Quantitative associations: ANOVA

This lab treats the statistical methodology of the analysis of variance. You can start by loading LAB5.mat and making an .m file (script) for your own answers. Before you start, fill in your name, student number and the date in the header of your script. Name your script as follows: YourName_LAB5.m

Contents

Hypothesis testing and the ANOVA

An ANalysis Of VAriance or ANOVA allows the comparison of several means of several groups. An ANOVA is often used when you deal with more than 2 groups. In this lab we use the symbol g for the number of groups. The symbols $\mu_1$, $\mu_2$ and $\mu_g$ denote the population means of the various groups.

Before we move on, to the technical details of an ANOVA, let's first get our hypotheses right. Choose the most appropriate set of hypotheses for an ANOVA.

ANOVA and Types of variance

The reason why an analysis of variance is called an analysis of variance is that we compare two different types of variances. Essentially we test the ratio of between group and within group variance. Let's consider visually what this means. To do so, we use a subset of data from the 1 million song dataset retrieved from the following link: "http://labrosa.ee.columbia.edu/millionsong/blog/11-2-28-deriving-genre-dataset" The table songdata (in LAB5.mat) gives the length of songs (duration in seconds) for three different music categories. And the table songdata2 adds information about the geographical origin (Europe or North America) to the set.

On the left-most visualization, the big red dots represent the group averages. As you can see, there are some differences in the average song duration per genre. The differences between the group averages form the basis for the between-group averages. On the right most visualization, the red lines give an idea of the varition within groups. As you see, for this sample of songs, the song duration of classical songs range from approximately 100 seconds to a little over 700 seconds. Based on each individual observation, the witin-group variance (i.e. the variance within each genre) is calculated).

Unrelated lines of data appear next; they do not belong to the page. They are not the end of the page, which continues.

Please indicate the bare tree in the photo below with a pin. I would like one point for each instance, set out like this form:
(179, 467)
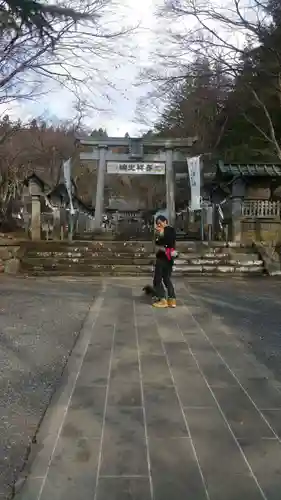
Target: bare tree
(239, 36)
(69, 51)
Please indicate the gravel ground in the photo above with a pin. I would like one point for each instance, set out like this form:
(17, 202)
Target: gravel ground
(251, 309)
(40, 321)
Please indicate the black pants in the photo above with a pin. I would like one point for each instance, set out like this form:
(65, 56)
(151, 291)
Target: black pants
(162, 278)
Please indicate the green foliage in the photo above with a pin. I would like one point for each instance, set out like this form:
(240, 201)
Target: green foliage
(236, 118)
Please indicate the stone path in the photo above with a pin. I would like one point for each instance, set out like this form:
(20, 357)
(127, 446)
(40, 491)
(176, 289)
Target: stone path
(159, 404)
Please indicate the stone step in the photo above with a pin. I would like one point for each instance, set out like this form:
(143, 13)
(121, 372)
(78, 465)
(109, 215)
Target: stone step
(86, 261)
(134, 270)
(86, 254)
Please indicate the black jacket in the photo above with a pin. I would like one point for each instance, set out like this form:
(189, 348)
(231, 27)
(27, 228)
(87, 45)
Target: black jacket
(167, 240)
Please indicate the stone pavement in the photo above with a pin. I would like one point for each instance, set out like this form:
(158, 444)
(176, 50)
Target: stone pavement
(159, 404)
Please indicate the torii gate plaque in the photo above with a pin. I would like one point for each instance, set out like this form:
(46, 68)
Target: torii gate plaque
(136, 156)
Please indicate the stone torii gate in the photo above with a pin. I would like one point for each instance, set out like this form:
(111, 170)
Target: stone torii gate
(136, 156)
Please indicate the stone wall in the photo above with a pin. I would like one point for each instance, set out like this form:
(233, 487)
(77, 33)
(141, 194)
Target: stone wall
(10, 254)
(268, 231)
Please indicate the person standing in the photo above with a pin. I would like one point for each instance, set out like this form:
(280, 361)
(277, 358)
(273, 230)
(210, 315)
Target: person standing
(165, 242)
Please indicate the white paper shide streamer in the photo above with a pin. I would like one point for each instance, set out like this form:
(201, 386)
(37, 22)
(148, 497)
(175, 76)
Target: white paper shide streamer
(67, 181)
(195, 182)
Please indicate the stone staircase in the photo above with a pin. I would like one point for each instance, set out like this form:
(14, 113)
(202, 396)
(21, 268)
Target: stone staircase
(116, 258)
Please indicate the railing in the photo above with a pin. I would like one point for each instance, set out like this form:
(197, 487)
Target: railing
(261, 209)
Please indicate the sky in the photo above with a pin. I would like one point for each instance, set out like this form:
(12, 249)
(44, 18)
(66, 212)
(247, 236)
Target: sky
(119, 115)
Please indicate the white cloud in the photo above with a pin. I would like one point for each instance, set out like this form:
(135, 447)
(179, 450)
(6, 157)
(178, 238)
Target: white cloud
(116, 113)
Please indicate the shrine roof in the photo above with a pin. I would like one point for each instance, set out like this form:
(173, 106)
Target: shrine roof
(250, 169)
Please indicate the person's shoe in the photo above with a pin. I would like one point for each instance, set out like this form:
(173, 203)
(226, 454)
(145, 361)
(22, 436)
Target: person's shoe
(160, 304)
(172, 303)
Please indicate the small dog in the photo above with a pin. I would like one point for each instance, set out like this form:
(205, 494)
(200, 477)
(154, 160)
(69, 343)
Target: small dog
(149, 290)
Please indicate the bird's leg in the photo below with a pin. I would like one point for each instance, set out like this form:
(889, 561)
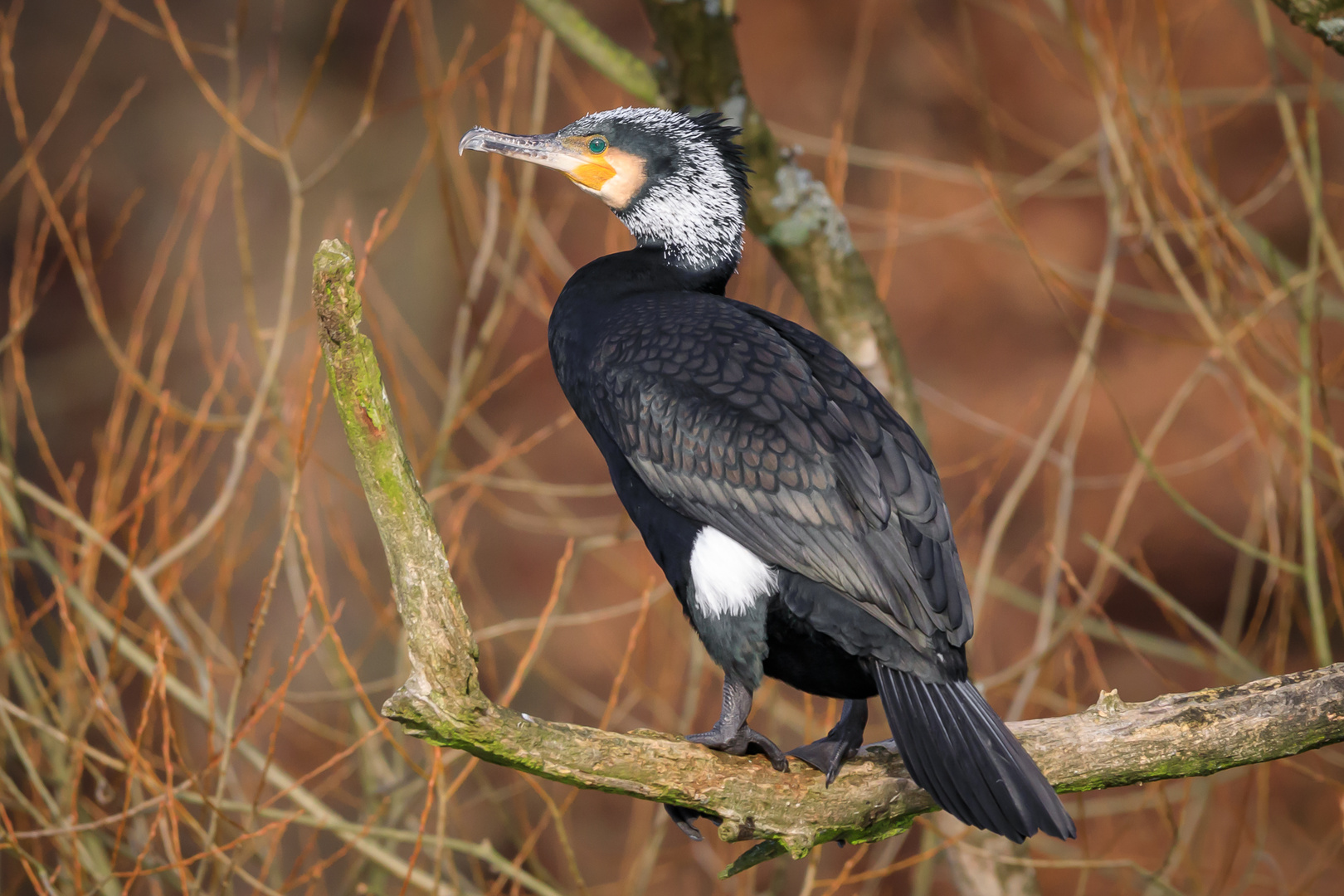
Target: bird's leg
(732, 733)
(828, 754)
(734, 737)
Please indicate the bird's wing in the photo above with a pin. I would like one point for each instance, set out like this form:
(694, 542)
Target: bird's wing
(724, 418)
(908, 475)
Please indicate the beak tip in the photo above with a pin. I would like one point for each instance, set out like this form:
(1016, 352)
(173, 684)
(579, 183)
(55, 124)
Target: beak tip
(474, 139)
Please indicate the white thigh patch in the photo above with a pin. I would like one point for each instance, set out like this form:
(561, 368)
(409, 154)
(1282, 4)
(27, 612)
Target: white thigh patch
(728, 578)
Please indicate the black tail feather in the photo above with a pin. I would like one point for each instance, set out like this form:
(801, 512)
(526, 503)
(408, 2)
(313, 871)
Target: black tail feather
(964, 755)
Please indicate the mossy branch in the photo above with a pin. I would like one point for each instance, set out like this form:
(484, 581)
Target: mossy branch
(789, 212)
(1108, 746)
(1322, 17)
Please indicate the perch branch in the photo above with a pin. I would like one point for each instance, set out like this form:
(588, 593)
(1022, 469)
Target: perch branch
(789, 212)
(1108, 746)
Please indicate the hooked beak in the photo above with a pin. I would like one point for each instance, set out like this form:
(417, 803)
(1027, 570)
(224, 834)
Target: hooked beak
(550, 151)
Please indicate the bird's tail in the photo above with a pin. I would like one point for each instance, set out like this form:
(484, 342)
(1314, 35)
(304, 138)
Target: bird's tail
(964, 755)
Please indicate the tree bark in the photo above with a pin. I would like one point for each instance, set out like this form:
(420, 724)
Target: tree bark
(1322, 17)
(1110, 744)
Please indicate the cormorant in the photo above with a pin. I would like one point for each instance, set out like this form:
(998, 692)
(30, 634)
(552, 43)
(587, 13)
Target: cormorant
(793, 511)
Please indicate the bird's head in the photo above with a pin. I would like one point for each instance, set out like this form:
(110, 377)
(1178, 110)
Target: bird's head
(678, 182)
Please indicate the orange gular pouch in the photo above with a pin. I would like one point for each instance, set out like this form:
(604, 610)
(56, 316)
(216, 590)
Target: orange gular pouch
(592, 175)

The larger the between-group variance relative to the within-group variance, the more variance is explained using the groups means. Therefore, the better the seperate means can explain the variance in the data. In turn, this results in a larger F statistic. Before we continue to calculate our F statistic, let's first calculate some useful summary statistics. Our data are stored in a "table". You can use dot-indexing to access columns (e.g. data.names or data.times).

Calculating the Between Group Variance

Now that we've got our grand mean and the means of the different genres, we can calculate the between group variance. The formula for the between group variance is the following: $$\frac{n_1 * (\bar{y}_1 - \bar{y})^2 + n_2 * (\bar{y}_2 - \bar{y})^2 + ... + n_g * (\bar{y}_g - \bar{y})^2}{g - 1}$

Okay, this formula looks really complicated so let's chop it up into parts. n here represents the sample size, so $n_1$ represents the sample size of group 1 while $n_g$ represents the sample size of gth group. In our current example, we only have three different genres and thus three different groups so this formula would go up $n_3$. $\bar{y}_1$ represents the average of group 1. $\bar{y}$ would represent our overall average which is available in the variable `grand_mean`. g here represents the number of groups.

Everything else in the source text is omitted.